Should I bundle source and class files in the same JAR? - java

Separate Jars
When creating JAR files, I've always kept the source separate and offered it as an optional extra.
eg:
Foo.jar
Foo-source.jar
It seems to be the obvious way to do things and is very common. Advantages being:
Keeps binary jar small
Source may not be open / public
Faster for classloader? (I've no idea, just guessing)
Single Jar
I've started to doubt whether these advantages are always worth it. I'm working on a tiny component that is open-source. None of the advantages I've listed above were problems in this project anyway:
Classes + source still trivially small (and will remain that way)
Source is open
Class loading speed of this jar is irrelevant
Keeping the source with the classes does however bring new advantages:
Single dependency
No issues of version mismatch between source and classes
Developers using this jar will always have the source to hand (to debug or inspect)
Those new advantages are really attractive to me. Yes, I could just zip source, classes and even javadoc into a zip file and let clients of my component decide which they want to use (like Google do with the guava libraries) but is it really worth it?
I know it goes against conventional software engineering logic a little, but I think the advantages of a single jar file out-weigh the alternatives.
Am I wrong? Is there a better way?

Yes, I could just zip source, classes and even javadoc into a zip file and let clients of my component decide which they want to use (like Google do with the guava libraries) but is it really worth it?
Of course it is worth it! It takes about 2 seconds to do it, or just a few minutes to change your build scripts.
This is the way that most people who distribute sources and binaries handle this problem.
EDIT
It is not your perspective you need to consider. You have to think of this from the perspective of the people deploying / using your software.
They aren't going to use the source code on the deployment platform.
Therefore putting the source code in the binary JAR is a waste of disc space, slows down deployment and slows down application startup.
If they want to do something about it, they've got a problem. How do they rebuild the JAR file to get rid of the source code? How do they know what is safe to leave out?
From the deployer / user's perspectives, there are no positives, only negatives.
Finally, your point about people not being able to track source versus binary versions doesn't really hold water. Most people who would be interested in the source code are perfectly capable of doing this. Besides, there some simple things you can do to address the issue, like using JAR filenames that include your software's version number, or putting the version number into the manifest.

I have just come across a potential pitfall for the java+classes in a single jar.
If you have java files in a jar and that jar is included in the classpath of a subsequent javac execution, you MUST make sure that the timestamps of the java file is less than the timestamp of the class file.
This scenario can happen when you copy/move the java or class files prior to packaging as a jar.
If the java file is newer than the class, then even though the java file is found on the classpath (rather than an argument to javac), javac will attempt to compile that java file and then potentially end up with duplicate class errors during the compilation stage.
For this reason I would recommend keeping the source in a separate jar to the class files.
Note that relevant flags in javac will not allow you to prefer class over source: http://docs.oracle.com/javase/7/docs/technotes/tools/windows/javac.html#searching

I prefer 'Separate Jars'.
Because binary class jar is for running on JVM, but source not. Source should be carefully maintained by your source control system(SVN). If source needs to release, zip it in separate jar. Many open source separates class jar and source one.
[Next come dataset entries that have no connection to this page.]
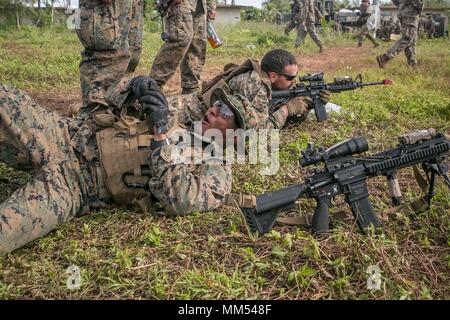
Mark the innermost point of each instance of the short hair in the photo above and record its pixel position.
(276, 60)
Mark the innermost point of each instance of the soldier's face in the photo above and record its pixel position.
(213, 119)
(286, 79)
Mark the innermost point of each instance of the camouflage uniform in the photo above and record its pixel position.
(63, 154)
(408, 14)
(186, 45)
(252, 88)
(426, 27)
(295, 16)
(136, 34)
(362, 22)
(107, 31)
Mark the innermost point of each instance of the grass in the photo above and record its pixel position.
(125, 254)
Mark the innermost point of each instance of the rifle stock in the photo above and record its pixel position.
(269, 205)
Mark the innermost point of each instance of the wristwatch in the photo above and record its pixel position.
(158, 144)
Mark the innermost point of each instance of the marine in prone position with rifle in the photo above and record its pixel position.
(346, 174)
(268, 88)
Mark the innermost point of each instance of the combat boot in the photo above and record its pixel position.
(412, 63)
(382, 60)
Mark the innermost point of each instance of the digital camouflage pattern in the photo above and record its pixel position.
(426, 27)
(136, 34)
(408, 14)
(304, 14)
(203, 187)
(111, 34)
(35, 138)
(62, 153)
(362, 22)
(253, 95)
(186, 45)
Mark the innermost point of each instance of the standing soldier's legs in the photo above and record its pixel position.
(136, 33)
(194, 60)
(104, 33)
(290, 26)
(313, 34)
(40, 139)
(372, 39)
(410, 52)
(180, 28)
(301, 34)
(408, 40)
(361, 35)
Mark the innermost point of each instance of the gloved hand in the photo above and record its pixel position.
(325, 95)
(299, 106)
(141, 84)
(155, 109)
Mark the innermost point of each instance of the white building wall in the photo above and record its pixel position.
(227, 16)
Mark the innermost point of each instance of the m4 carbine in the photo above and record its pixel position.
(345, 174)
(310, 86)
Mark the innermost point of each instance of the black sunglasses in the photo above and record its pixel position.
(288, 76)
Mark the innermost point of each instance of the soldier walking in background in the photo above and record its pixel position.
(362, 23)
(408, 13)
(111, 33)
(308, 15)
(186, 44)
(295, 16)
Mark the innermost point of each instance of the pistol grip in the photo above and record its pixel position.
(319, 109)
(321, 218)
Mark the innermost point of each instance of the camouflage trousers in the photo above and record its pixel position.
(407, 42)
(364, 33)
(290, 26)
(112, 38)
(186, 47)
(307, 28)
(35, 138)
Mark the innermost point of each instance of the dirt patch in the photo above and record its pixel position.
(57, 101)
(336, 59)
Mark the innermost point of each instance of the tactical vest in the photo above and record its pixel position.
(124, 150)
(230, 71)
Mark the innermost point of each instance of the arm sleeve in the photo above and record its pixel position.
(254, 94)
(186, 188)
(211, 5)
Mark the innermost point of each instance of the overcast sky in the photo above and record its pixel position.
(255, 3)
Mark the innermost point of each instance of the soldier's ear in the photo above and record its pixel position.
(273, 76)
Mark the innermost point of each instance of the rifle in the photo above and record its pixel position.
(345, 174)
(312, 89)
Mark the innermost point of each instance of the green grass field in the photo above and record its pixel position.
(126, 254)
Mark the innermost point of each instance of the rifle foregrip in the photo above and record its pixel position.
(321, 218)
(364, 213)
(319, 109)
(269, 205)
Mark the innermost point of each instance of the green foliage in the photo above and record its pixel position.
(271, 39)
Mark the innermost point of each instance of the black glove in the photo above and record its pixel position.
(156, 110)
(142, 84)
(325, 95)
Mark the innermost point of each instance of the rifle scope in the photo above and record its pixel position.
(312, 77)
(345, 148)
If you want others to test and inspect/improve your code then you can have your source with the binaries. If not, keep the source away from the jar.

How small is small and why should your jar act differently from others?
Unless you have a very good reason why your jar should have the sources, not simply debugging but something specific to this one jar then I'd say no, choice is best.
I say this because if your jar should not be different from other, then you have to work on the assumption that others should do the same as you. If so, the size of the jar is not important, because its duplicated over all "small" jars. Then my WAR is much bigger than needed which, admittedly is not a massive issue, but is not something I would chose for production when I can download sources in DEV so easily.

Related

Altering open source code

Assume that I am using an open source jar file in my project which is of size 11mb. But I am not utilizing this jar fully (I'll never utilize in the future too). I know that I just need couple of classes from this jar which does my job. In such case, can I just delete the other classes in the jar file and use it?
I'll make sure that whatever the classes remain in the jar is complete by itself. Meaning, these classes do not depend on any other classes in the jar. So Can I just remove the unwanted classes in the jar so that the jar file gets reduced? If I do this job, it it legal? Am I allowed to do such stuff and use in my project?
SmartGWT appears to use the LGPL licence. This means you can link to it even in a proprietary closed-source application without the need to release your source code if you distribute it.
However, this freedom may not apply if you modify the library.
A program that contains no derivative of any portion of the Library, but is designed to work with the Library by being compiled or linked with it, is called a "work that uses the Library". Such a work, in isolation, is not a derivative work of the Library, and therefore falls outside the scope of this License.
It could be argued that chopping out bits of the library creates a derivative work even though you've not altered the source code itself, but IANAL.
Of course, if you are not distributing your project (for example, it's an internal business application for your company) then I don't believe the requirement to release your source code applies even with a derivative work.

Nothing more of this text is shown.